The estimated dependency graph contains the following SCCs:

  {p1, p2, p3, p5}


-- Reduction pair.

Consider the dependency pair problem (P, R), where P consists of

p1: +#(*(x,y),*(x,z)) -> +#(y,z)
p2: +#(*(x,y),+(*(x,z),u())) -> +#(y,z)
p3: +#(+(x,y),z) -> +#(y,z)
p4: +#(+(x,y),z) -> +#(x,+(y,z))

and R consists of:

r1: +(*(x,y),*(x,z)) -> *(x,+(y,z))
r2: +(+(x,y),z) -> +(x,+(y,z))
r3: +(*(x,y),+(*(x,z),u())) -> +(*(x,+(y,z)),u())
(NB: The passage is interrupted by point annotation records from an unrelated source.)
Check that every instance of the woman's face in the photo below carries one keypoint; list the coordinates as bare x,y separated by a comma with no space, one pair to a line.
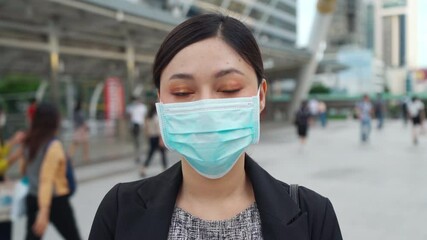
208,69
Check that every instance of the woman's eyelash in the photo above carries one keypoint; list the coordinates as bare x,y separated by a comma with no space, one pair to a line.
181,94
230,91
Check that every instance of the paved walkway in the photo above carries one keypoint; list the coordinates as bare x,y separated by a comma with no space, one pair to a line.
376,188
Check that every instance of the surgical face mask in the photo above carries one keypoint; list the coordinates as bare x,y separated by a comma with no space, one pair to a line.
211,134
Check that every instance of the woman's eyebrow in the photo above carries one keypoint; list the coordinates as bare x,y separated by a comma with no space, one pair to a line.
184,76
224,72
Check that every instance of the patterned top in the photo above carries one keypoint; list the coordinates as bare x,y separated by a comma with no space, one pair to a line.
245,225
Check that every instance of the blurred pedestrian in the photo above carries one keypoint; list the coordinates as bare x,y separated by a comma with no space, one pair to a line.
313,107
323,113
81,133
416,110
152,129
379,111
364,111
45,166
302,122
211,90
31,110
405,101
137,112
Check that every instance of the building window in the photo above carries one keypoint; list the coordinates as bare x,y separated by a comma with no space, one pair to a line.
276,22
214,2
286,8
402,40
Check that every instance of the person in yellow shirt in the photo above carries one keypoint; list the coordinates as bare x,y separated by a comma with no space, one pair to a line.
44,164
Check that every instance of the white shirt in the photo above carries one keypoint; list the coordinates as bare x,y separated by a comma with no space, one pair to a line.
137,112
414,108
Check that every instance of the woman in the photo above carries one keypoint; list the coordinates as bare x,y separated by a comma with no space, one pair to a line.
211,90
45,167
152,129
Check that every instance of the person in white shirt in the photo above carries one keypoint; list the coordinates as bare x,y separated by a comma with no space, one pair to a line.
136,112
416,111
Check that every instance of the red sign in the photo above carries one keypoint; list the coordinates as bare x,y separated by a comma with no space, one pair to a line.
114,98
421,75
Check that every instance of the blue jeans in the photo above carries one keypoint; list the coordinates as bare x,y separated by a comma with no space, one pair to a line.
365,128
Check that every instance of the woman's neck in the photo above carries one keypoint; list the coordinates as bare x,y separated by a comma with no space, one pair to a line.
215,198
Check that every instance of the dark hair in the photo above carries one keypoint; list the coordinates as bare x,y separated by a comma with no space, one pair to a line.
78,106
205,26
43,128
152,111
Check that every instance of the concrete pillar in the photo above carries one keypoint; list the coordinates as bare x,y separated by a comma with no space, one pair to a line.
54,62
130,63
319,30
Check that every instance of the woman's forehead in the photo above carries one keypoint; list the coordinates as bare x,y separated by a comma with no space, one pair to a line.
207,56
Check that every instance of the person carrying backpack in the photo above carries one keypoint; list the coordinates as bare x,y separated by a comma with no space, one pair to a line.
302,122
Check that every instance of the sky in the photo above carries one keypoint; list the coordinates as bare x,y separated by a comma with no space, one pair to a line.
307,10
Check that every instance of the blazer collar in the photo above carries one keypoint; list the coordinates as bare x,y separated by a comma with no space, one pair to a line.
280,216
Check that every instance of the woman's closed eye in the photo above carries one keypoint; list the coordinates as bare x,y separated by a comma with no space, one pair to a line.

The set of usable rules consists of

  r1, r2, r3

Take the reduction pair:

  matrix interpretations:
  
    carrier: N^2
    order: lexicographic order
    interpretations:
      +#_A(x1,x2) = ((1,0),(1,0)) x1 + x2
      *_A(x1,x2) = x1 + ((1,0),(1,0)) x2 + (1,1)
      +_A(x1,x2) = x1 + x2 + (2,1)
      u_A() = (1,1)

The next rules are strictly ordered:

  p1, p2, p3, p4

We remove them from the problem.  Then no dependency pair remains.